With varying use cases for slideshows comes slideshows of varying lengths. Most of the slideshows in our analysis had four slides, although we had nine slideshows published in October and November with more than 20 slides. We also found that three in four users would complete slideshows with up to 15 slides, indicating that the sweet spot for length and engagement is around there.
Nineteen percent of readers who visited a page with at least one slideshow interacted with it. On The Onion, that number reached 36 percent, likely due to their recurring “The Week in Pictures” posts.
A number of enhancements were made throughout 2017 to our featured templates, which house many of our long-form stories on Kinja (like this one). Between February and November last year, one percent of editorial’s stories published on Kinja used the featured template, which is most likely because this style of storytelling is used for special posts beyond the day-to-day articles.
Video continues to be another primary focus for FMG and to support the growing amount of video content, the Kinja team released a video template, similar to the featured post, in mid-October. This post design, shown here for an A.V. Club video, prominently features a video, along with some text providing context, and related videos.
About 10 percent of both The A.V. Club’s and The Onion’s posts published between the launch of the video template and the end of the year used this post type. Below the video player, there’s a module that recommends related videos to watch, which we found performed well. We found that 13.6 percent of users who visited these video article templates on The Onion clicked to watch a related video.
Wait, there’s more!
Of course, these are only a handful of the features launched on Kinja in the last year. For instance, we also released story types to allow for common groups of articles for readers to easy discover more content they enjoy. For some sites, story type pages have been an effective way for readers to navigate the site, with five percent of pageviews on The A.V. Club occurring on story type pages.
We also experimented with new ways of reaching our readers, such as with the Commerce Bot on Facebook, which alerts subscribers of our deals posts based on categories in which they’re interested. Out of all the categories available for users to subscribe to, we found that the tech category had the highest number of active and lifetime subscribers.
As always, the Kinja team is going to continue to launch new features in 2018 to improve its storytelling tools and the overall user experience. It’s not my place to spoil any surprises, but there’s a lot to look forward to in 2018 when it comes to Kinja.

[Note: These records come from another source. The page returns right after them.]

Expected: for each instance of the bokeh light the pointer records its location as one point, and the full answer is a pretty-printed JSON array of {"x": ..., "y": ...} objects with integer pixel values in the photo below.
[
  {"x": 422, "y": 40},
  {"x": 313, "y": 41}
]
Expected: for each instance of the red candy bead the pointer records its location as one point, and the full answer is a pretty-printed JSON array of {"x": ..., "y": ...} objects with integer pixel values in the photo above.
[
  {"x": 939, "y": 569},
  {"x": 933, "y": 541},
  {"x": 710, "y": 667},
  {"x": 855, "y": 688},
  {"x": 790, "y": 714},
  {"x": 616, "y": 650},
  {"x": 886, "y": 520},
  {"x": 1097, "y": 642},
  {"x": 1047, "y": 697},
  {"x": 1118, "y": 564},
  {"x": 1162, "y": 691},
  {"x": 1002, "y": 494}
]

On our end, the data team will continue to support Kinja and all of those making improvements to the CMS day in and day out. For instance, we’ve collaborated with the product team to run 21 A/B tests so far in 2018 (for context, we ran an average of 18.5 tests in Q1 for the last two years). We’re also working on developing an internal tool that will allow stakeholders throughout the company to more easily monitor the 2018 goals related to the performance of the platform as new features are launched throughout the year.